Alessandra Rojo, a diferencia de los muchos panolis que pululan en la izquierda y la derecha del sistema, representa la represión velada de una violencia que sin embargo es ejercida por la sociedad civil como nueva forma del totalitarismo contra quiénes observan con tristeza la forma en que su patria se transforma, día a día, en un circo de fenómenos. En este sentido, Alessandra Rojo es también una manifestación politizada del posmodernismo freudiano que se asusta con los fusilamientos de Castro pero defiende la supremacía de los “instintos” (pansexualismo absoluto y promiscuidad total).

Aunque a muchos no les guste, tanto Fidel como el Che son parte de una historia iberoamericana que no podemos negar. Después de todo, el Che es el reflejo de los complejos internalizados del típico criollo hispanoamericano que desprecia a su raza y a sus orígenes verdaderos. Castro, por su parte, es el recordatorio del hombre maquiavélico que sometió al mundo con su palabra y con su cabildeo. Ambos forman parte de la tipología de la hispanidad y ambos son, aunque no nos guste, una parte de nosotros.

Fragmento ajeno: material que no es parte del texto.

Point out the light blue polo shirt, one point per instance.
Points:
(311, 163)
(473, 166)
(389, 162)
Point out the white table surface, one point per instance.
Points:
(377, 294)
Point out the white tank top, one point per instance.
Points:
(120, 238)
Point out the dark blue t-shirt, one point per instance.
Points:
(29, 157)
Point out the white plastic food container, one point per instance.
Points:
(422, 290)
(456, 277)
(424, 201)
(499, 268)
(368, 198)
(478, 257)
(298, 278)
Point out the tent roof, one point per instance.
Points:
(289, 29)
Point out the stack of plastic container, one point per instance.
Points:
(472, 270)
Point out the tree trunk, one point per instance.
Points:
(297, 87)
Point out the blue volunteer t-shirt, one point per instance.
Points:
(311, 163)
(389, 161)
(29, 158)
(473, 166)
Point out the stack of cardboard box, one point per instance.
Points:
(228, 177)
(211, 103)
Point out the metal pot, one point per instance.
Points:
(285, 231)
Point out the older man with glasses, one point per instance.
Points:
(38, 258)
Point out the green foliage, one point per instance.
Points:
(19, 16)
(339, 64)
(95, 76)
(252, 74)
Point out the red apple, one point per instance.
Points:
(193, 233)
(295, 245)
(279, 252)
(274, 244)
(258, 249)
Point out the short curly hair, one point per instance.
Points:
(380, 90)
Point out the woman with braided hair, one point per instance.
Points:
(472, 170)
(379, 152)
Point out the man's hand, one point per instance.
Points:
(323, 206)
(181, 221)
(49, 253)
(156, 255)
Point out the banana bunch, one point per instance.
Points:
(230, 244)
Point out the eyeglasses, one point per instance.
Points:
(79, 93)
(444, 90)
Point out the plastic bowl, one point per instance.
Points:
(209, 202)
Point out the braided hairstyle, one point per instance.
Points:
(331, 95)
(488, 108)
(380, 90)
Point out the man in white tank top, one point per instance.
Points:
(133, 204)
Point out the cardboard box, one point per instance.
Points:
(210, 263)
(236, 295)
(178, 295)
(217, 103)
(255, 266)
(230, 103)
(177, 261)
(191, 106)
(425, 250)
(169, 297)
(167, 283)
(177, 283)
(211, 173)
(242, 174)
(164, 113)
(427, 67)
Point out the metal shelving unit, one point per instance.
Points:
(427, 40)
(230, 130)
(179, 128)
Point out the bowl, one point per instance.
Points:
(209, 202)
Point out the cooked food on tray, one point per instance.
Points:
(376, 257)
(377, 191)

Por tanto, el hecho de que organizaciones como México republicano y un sinfín de figuras que supuestamente se hacen pasar por patriotas o por católicos en las redes sociales ahora defiendan a Alessandra Rojo es indicador de un pragmatismo materialista, que enfatiza el desastre económico de la Revolución Cubana o la falta de “libertades individuales” como si se tratara de lo único relevante de ésta, dejando de lado cualquier análisis histórico y antropológico. En la práctica, estos liberales promercado no se diferencian demasiado de los izquierdistas trasnochados que veneran al Che Guevara, pese al hecho de que este personaje alguna vez dijo que “los mexicanos son una banda de indios iletrados”.

Y además, quitar y poner estatuas es un síntoma de infantilismo mental. ¿Por qué no hay estatuas del emperador Maximiliano o de Miguel Miramón o de Tomás Mejía? Simple y llanamente, porque la modernidad liberal pretende adoctrinar a la población con las estatuas de uno u otro modo cuando la realidad es que una nación madura debe saber coexistir con todas sus figuras relevantes.

Castro y el Che pueden estar presentes como estatuas, no en un sitio de importancia sino como parte del recuerdo urbano en aquellos sitios donde deambularon porque fueron parte del último periodo verdaderamente “histórico” de la vida nacional. Nos guste o no, su legado está ahí. En cambio, Alessandra, aún si alguna vez llegara a la Presidencia de la República, siempre será una nota de pie de página.

Aunque algunos se nieguen a admitirlo, Fidel y el Che son la manifestación visible de la parte oscura del alma iberoamericana. Y sea como sea, ellos serán mucho más representativos de nosotros que la luz artificial de una feminista liberal pintada de azul.